Indeed, on those inputs, it does what you’d expect:

left_column_only = [1, 0, 0, 0, 0] * 5
print feed_forward(network, left_column_only)[0][0]  # 1.0
 
center_middle_row = [0, 0, 0, 0, 0] * 2 + [0, 1, 1, 1, 0] + [0, 0, 0, 0, 0] * 2
print feed_forward(network, center_middle_row)[0][0]  # 0.95
 
right_column_only = [0, 0, 0, 0, 1] * 5
print feed_forward(network, right_column_only)[0][0]  # 0.0

Similarly, the middle hidden neuron seems to “like” horizontal lines but not side vertical lines, and the last hidden neuron seems to “like” the center row but not the right column. (The other two neurons are harder to interpret.)

What happens when we run my stylized 3 through the network?

my_three =  [0,1,1,1,0,  # .@@@.
             0,0,0,1,1,  # ...@@
             0,0,1,1,0,  # ..@@.
             0,0,0,1,1,  # ...@@
             0,1,1,1,0]  # .@@@.
 
hidden, output = feed_forward(network, my_three)

The hidden outputs are:

0.121080  # from network[0][0], probably dinged by (1, 4)
0.999979  # from network[0][1], big contributions from (0, 2) and (2, 2)
0.999999  # from network[0][2], positive everywhere except (3, 4)
0.999992  # from network[0][3], again big contributions from (0, 2) and (2, 2)
0.000000  # from network[0][4], negative or zero everywhere except center row

which enter into the “three” output neuron with weights network[-1][3]:

-11.61  # weight for hidden[0]
 -2.17  # weight for hidden[1]
  9.31  # weight for hidden[2]
 -1.38  # weight for hidden[3]
-11.47  # weight for hidden[4]
- 1.92  # weight for bias input

So that the neuron computes:

sigmoid(.121 * -11.61 + 1 * -2.17 + 1 * 9.31 - 1.38 * 1 - 0 * 11.47 - 1.92)

which is 0.92, as we saw. In essence, the hidden layer is computing five different partitions of 25-dimensional space, mapping each 25-dimensional input down to five numbers. And then each output neuron looks only at the results of those five partitions.

As we saw, my_three falls slightly on the “low” side of partition 0 (i.e., only slightly activates hidden neuron 0), far on the “high” side of partitions 1, 2, and 3, (i.e., strongly activates those hidden neurons), and far on the low side of partition 4 (i.e., doesn’t active that neuron at all).

And then each of the 10 output neurons uses only those five activations to decide whether my_three is their digit or not.

For Further Exploration

§ Coursera has a free course on Neural Networks for Machine Learning.
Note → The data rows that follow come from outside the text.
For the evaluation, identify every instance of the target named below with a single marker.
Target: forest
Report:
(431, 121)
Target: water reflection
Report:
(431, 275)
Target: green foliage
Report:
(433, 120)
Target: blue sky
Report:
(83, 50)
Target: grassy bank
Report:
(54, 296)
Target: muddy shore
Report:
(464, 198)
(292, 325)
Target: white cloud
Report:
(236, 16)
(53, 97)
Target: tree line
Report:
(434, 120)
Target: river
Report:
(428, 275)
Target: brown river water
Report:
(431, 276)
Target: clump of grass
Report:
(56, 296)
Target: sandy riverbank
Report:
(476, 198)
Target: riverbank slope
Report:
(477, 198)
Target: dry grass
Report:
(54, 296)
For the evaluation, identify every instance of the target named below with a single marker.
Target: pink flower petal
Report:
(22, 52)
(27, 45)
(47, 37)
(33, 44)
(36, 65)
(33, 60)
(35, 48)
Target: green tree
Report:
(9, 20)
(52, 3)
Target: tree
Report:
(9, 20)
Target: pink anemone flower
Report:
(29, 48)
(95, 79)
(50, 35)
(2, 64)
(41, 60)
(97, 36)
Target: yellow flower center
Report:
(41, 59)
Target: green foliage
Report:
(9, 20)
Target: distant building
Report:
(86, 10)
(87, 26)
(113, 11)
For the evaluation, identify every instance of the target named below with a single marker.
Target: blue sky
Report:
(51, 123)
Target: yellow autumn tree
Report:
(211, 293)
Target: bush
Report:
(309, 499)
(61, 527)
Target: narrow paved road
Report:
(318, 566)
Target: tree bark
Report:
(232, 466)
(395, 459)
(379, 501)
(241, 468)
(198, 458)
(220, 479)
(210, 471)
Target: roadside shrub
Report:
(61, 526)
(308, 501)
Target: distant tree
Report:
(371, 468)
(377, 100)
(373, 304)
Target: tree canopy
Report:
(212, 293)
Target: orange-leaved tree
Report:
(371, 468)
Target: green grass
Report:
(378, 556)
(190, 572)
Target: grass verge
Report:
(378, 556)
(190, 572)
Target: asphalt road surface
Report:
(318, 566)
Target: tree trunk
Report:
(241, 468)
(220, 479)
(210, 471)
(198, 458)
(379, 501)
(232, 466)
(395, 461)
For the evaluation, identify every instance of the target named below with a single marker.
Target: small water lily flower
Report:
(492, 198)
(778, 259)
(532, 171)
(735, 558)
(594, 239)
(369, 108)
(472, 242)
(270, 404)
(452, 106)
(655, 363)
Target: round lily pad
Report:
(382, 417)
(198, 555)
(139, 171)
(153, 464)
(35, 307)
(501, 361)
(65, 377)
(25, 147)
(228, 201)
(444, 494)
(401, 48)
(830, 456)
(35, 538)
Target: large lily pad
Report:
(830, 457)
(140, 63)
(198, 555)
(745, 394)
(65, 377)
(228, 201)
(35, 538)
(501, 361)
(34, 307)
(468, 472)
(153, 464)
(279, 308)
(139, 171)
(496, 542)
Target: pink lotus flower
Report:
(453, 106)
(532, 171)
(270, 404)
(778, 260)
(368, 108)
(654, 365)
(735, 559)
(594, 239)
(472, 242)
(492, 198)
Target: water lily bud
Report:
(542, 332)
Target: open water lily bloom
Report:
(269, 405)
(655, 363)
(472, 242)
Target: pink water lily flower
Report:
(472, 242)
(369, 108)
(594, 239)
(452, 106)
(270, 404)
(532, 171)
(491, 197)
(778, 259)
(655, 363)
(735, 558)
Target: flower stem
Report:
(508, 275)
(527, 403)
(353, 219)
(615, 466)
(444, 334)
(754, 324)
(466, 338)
As I write this it was last run in 2012, but the course materials are still available.

§ Michael Nielsen is writing a free online book on Neural Networks and Deep Learning. By the time you read this it might be finished.

§ PyBrain is a pretty simple Python neural network library.

§ Pylearn2 is a much more advanced (and much harder to use) neural network library.